Method 2: use vPortSetInterruptHandler to register the FreeRTOS Interrupt handler and then call vPortGenerateSimulatedInterrupt from the input task after having written the stream buffer. The FreeRTOS interrupt handler reads the stream buffer. Since the handler is run in the simulated interrupts task context, no “FromISR” calls must be done.

Is this correct?

Another question: can one use the (now) standard FreeRTOS stream_buffer.c implementation or must one use the FreeRTOS_Stream_Buffer.c implementation provided in the TCP project? I’ve seen that the latter is quite simpler but doesn’timplement concurrency protection at all. Unfortunately both define" StreamBuffer_t"

rtel wrote on Monday, April 08, 2019:

Kind of, but note the stream buffers in the logging example are not the
FreeRTOS stream buffer, but the stream buffer used in the TCP/IP stack
(confusing naming the same) - effectively a lock-less circular buffer so
data can be sent without needing to share locks or other primitive that
is incompatible between Windows and FreeRTOS.

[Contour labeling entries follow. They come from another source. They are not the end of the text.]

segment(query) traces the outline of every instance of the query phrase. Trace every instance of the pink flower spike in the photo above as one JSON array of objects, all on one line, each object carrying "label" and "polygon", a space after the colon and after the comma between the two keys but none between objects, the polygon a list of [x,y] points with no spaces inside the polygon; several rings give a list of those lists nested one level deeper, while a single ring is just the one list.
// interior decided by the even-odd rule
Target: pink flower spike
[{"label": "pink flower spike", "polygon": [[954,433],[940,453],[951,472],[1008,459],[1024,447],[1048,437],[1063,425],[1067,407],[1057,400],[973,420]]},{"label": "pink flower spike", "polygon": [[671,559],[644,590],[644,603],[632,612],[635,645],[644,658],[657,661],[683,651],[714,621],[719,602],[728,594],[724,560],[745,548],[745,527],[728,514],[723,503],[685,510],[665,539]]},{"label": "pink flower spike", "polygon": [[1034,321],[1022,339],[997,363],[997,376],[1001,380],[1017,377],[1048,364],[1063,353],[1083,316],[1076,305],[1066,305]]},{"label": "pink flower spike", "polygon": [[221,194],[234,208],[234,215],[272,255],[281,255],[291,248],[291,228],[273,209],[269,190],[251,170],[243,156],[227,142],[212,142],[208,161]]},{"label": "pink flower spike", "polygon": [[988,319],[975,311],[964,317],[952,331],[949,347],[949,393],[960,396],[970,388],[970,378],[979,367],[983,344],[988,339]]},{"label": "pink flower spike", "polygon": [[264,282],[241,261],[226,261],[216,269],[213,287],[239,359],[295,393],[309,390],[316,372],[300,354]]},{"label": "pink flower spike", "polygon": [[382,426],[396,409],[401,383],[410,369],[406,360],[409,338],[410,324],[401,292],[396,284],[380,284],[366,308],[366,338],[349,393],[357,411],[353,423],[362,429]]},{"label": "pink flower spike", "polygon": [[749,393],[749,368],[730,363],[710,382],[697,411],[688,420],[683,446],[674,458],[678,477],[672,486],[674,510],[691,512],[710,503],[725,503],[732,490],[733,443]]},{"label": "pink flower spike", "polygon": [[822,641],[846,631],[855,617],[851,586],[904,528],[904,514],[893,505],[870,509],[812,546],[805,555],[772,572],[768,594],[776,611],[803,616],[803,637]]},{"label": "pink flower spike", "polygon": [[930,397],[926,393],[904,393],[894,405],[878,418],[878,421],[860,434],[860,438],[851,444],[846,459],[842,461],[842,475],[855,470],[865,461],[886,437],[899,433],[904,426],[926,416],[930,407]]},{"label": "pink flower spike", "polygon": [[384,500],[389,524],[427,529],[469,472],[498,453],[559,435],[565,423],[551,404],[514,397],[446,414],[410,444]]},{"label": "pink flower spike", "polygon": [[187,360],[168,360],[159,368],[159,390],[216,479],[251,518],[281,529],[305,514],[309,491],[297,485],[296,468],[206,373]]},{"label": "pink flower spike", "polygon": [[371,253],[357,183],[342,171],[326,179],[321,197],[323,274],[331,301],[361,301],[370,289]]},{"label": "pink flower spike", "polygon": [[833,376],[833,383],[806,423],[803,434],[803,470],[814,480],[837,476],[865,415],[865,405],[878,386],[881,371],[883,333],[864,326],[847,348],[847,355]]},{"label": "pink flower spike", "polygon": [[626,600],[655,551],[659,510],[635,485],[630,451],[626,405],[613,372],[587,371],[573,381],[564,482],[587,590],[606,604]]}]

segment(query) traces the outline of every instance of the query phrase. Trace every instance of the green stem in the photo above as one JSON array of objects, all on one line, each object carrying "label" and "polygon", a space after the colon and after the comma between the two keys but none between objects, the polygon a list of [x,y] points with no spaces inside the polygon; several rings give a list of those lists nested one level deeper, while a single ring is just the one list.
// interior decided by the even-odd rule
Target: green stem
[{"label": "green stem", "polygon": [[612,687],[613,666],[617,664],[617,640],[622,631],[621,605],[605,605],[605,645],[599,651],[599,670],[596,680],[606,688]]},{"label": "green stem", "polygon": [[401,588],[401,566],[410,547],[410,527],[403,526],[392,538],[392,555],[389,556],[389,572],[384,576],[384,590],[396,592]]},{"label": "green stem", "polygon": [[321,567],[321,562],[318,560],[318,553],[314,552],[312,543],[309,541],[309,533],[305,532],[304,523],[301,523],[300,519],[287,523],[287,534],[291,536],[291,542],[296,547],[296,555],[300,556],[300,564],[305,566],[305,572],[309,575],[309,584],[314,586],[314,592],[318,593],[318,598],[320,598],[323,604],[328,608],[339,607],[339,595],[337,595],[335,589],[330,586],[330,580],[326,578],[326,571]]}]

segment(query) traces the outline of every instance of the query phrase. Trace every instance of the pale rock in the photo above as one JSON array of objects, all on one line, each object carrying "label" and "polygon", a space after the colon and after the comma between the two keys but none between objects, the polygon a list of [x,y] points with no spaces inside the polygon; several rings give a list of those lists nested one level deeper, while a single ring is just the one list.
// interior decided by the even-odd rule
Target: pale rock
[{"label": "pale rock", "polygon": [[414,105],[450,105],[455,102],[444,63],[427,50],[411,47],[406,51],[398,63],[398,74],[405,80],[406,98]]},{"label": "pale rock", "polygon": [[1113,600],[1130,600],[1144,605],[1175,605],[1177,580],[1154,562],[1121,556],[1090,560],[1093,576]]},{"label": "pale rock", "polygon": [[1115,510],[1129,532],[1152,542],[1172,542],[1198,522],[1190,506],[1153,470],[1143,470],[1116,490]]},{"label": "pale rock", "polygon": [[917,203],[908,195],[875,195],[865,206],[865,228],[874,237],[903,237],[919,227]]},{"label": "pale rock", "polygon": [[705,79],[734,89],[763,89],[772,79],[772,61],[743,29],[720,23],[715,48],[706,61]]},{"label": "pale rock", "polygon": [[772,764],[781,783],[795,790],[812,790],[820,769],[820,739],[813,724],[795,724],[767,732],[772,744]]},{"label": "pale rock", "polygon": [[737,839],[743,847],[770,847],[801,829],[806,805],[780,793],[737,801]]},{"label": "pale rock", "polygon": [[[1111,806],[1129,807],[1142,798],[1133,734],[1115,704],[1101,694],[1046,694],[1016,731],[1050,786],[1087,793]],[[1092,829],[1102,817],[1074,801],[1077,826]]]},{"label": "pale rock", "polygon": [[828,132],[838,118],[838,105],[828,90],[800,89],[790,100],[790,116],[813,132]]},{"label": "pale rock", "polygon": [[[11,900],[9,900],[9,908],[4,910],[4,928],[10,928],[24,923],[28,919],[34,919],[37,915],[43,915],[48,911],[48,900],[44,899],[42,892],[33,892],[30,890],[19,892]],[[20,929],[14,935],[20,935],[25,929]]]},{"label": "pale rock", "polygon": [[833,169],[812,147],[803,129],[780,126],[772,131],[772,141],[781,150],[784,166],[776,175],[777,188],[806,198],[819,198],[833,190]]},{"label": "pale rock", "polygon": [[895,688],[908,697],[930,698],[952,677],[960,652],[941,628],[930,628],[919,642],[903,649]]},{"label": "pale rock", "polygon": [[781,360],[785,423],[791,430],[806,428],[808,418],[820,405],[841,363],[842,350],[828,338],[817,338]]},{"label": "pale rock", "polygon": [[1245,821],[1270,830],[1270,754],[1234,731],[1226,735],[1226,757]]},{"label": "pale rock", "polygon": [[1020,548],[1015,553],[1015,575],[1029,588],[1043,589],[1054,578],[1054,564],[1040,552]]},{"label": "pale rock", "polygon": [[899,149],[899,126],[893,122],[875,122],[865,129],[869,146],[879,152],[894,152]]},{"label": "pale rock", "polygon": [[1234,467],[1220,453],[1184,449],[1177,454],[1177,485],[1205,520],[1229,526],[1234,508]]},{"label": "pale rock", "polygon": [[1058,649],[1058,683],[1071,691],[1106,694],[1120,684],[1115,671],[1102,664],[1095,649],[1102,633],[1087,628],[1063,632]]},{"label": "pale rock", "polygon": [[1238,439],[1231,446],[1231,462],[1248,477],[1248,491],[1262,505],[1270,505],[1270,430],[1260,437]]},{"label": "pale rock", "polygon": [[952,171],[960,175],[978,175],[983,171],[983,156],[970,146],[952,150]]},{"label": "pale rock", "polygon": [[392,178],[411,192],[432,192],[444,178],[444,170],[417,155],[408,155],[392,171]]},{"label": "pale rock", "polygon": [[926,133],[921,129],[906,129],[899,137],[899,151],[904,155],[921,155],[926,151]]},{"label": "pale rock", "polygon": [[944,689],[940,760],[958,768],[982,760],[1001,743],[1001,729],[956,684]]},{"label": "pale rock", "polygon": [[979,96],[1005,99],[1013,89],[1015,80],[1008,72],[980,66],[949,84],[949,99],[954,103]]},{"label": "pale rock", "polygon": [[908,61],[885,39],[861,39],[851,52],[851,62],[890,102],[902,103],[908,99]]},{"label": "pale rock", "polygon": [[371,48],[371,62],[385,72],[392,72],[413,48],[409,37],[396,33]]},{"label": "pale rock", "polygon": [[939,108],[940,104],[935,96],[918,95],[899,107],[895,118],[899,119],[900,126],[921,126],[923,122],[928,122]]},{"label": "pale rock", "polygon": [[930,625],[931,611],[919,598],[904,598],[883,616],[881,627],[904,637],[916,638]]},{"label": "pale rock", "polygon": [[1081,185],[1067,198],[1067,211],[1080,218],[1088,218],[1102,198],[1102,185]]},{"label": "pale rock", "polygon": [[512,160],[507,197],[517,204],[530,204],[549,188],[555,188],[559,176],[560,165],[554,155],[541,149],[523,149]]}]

davidefer wrote on Tuesday, April 09, 2019:

Hi Richard
after inspecting our application we have found out that actually we do Win32 calls in this app.

What we have discovered is that these calls can simply be protected with a taskENTER_CRITICAL(); Win32call; taskEXIT_CRITICAL(); sequence. The interrupts mutex is acquired so that no FreeRTOS tasks and/or simulated interrupts can be disturbed by the Win32 calls, provided that the latter are kind of “atomic” in respect to our application. In this way, the queue strange behavior doesn’t appear anymore. Of course, for “incoming” messages from the Win32 system we have to implement the ring buffer approach.